Amoureux de la nature, Geoffroy Delorme n'a pas vingt ans quand il aperçoit, dans la forêt de Louviers en Normandie, un chevreuil curieux et joueur. Le jeune homme et l'animal s'apprivoisent. Geoffroy lui donne un nom, Daguet, et le chevreuil lui ouvre les portes de la forêt et du monde fascinant de ses semblables. Geoffroy s'installe parmi eux et son expérience immersive va durer sept ans. Vivre seul en forêt sans tente, ni abri, ni même un sac de couchage ou une couverture, c'est surtout apprendre à survivre. Geoffroy Delorme suit l'exemple des chevreuils.
Il adopte leurs comportements, apprend à se nourrir, à dormir et à se protéger comme eux. Il acquiert une connaissance unique de ces animaux et de leur mode de vie, il les observe, les photographie et communique avec eux. Il apprend à partager leurs joies, leurs peines et leurs peurs. Aujourd'hui, il raconte.

 

"Etre un chêne. Sous l'écorce de Quercus" Laurent Tillon - Actes sud

A la suite de son premier livre "Et si on écoutait la nature ?", Laurent Tillon s’attache aujourd’hui à raconter l’histoire d’un chêne pédonculé bien particulier de la forêt de Rambouillet.

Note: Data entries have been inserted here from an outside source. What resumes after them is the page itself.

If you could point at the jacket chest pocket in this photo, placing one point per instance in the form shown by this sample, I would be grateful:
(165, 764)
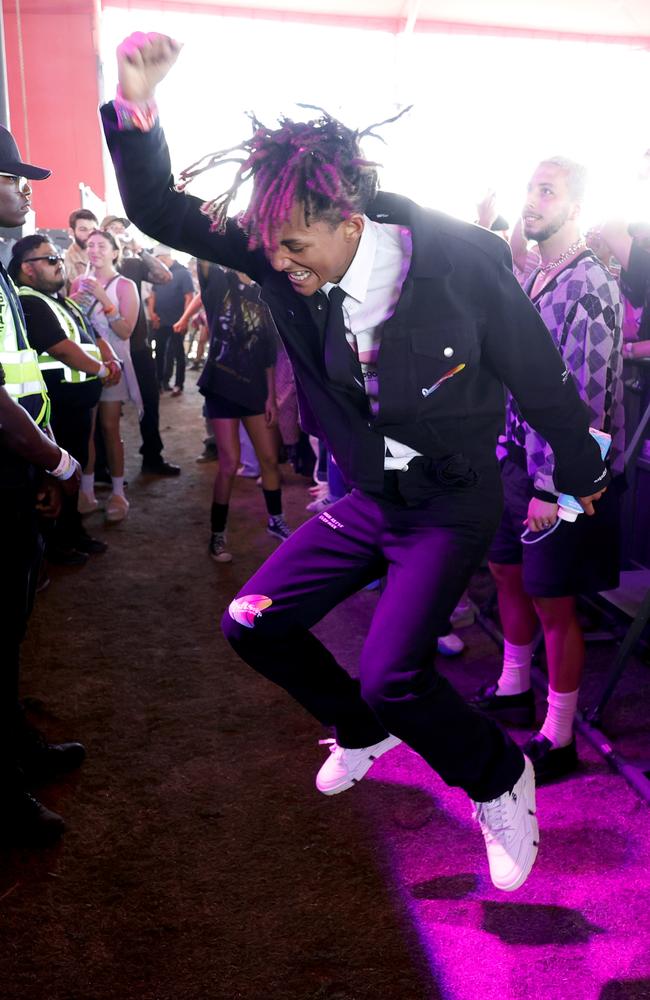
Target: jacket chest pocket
(442, 355)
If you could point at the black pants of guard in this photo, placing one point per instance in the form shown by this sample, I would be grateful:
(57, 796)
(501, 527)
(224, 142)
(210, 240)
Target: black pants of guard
(161, 336)
(21, 557)
(175, 353)
(428, 553)
(145, 371)
(71, 424)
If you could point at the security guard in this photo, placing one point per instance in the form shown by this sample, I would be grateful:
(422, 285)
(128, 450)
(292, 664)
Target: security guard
(73, 361)
(33, 473)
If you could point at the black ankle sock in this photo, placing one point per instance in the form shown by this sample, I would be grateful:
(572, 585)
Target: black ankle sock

Alliant une sensibilité naturaliste développée depuis l’adolescence aux découvertes scientifiques les plus récentes, l’auteur est pour la première fois en mesure de réaliser la biographie de cet arbre majestueux en pleine force de l’âge. A travers la vie pleine de suspense et de rebondissements de ce chêne, c’est l’occasion de brosser, avec tendresse et humour, les portraits étonnants de toute une galerie d’êtres qui interagissent avec lui, du champignon invisible (mais néanmoins indispensable) au cerf et au loup en passant par le capricorne, le mulot et bien d’autres encore. Bien qu’en apparence parfaitement immobile, Quercus tisse des liens indéfectibles avec tous les habitants de la forêt. Prédation bien sûr, mais surtout coopération et alliances à tous les étages, du sous-sol à la canopée. Ayant dressé ses premières feuilles quelques décennies avant la Révolution française, dans un paysage de lande arborée difficilement imaginable aujourd’hui, Quercus raconte aussi un volet de l’histoire tumultueuse des hommes à travers leurs relations complexes et ambigües aux arbres. De la forêt royale vouée au seul divertissement de la cour jusqu’au souci du végétal qui irrigue maintenant des pans entiers de la société, Laurent Tillon évoque avec empathie l’émergence et l’évolution de la sensibilité au vivant.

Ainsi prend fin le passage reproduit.